Peppermint: this well known and familiar herb comes to your aid for herbal pain relief in two ways at least. First is its use in irritable bowel syndrome (IBS). A dose of enteric coated peppermint oil between meals three times daily has been studied rigorously and shown to be effective in decreasing the cramping and pain of IBS. And in what is perhaps an even more aesthetically pleasing herbal remedy, peppermint can be used to relieve tension headaches. Take a large serving of dried peppermint leaves, immerse in boiling water to make an infusion (tea); after steeping, pour the whole mixture over ice in a large bowl or pan. Soak a washcloth in the chilled peppermint infusion, wring it out and lay it over the eyes and forehead of the headache sufferer. Resting with the cold peppermint compress is as sure as anything I know of to relieve a tension headache. Cool!

Capsaicin: Now for a hot solution to a nerve pain problem. This herbal pain relief solution has been known and acknowledged for so long that it is a part of standard treatment by MD’s in Neurology treating neuropathic pain, especially the foot discomfort of diabetic neuropathy. Capsaicin is the ingredient hot peppers that confers their spicy hot taste. When applied topically to the skin, it over time decreases the pain of neuropathy. Safely. Just don’t put your fingers near your eyes after applying any hot pepper extracts.

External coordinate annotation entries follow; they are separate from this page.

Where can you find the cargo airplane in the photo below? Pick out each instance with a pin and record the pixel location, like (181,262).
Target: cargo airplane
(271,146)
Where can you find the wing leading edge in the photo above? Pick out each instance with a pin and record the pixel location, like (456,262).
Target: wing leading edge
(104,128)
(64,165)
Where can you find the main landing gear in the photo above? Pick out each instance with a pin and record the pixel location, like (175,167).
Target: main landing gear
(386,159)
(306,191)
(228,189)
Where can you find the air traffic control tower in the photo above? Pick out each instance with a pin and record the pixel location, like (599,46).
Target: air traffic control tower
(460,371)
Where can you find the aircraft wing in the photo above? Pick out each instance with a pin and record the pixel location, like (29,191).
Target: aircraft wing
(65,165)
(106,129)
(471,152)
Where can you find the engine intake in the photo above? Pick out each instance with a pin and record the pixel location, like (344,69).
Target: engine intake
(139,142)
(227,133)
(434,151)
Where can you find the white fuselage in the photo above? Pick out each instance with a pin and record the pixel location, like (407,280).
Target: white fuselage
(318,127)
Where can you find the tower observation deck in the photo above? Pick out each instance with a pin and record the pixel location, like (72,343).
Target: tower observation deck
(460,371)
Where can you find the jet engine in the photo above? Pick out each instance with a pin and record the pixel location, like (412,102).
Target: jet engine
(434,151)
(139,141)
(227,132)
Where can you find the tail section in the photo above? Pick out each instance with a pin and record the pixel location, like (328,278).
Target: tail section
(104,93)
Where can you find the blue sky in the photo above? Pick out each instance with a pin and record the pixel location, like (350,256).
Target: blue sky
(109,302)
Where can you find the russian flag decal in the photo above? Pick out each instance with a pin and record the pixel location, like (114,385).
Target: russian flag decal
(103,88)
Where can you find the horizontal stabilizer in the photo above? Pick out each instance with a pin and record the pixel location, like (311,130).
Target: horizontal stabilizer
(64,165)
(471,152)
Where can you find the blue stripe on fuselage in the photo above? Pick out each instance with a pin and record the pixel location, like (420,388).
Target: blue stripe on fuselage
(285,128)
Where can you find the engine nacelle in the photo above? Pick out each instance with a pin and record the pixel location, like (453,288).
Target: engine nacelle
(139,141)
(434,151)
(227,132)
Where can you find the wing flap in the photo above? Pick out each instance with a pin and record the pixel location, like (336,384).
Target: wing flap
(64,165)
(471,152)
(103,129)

There are more excellent options for herbal pain relief, but this is a good start with wide ranging application, covering many of the conditions I see most commonly in the practice of holistic medicine. My brief caution to you is this: pain is sometimes a signal of a serious underlying disorder, and must not be ignored. If you are not sure of the reason for pain and have not had it evaluated by a professional, do not self-medicate with herbal medications or other remedies. In addition, there are times when herbal remedies interact with prescription medications or other herbs, so consult a professional regarding their use. This brief overview is meant as information only and not as the provision of medical advice. And at the least, I hope I have given you a sense as to why I believe that herbal pain relief is often a better and safer option than some medications.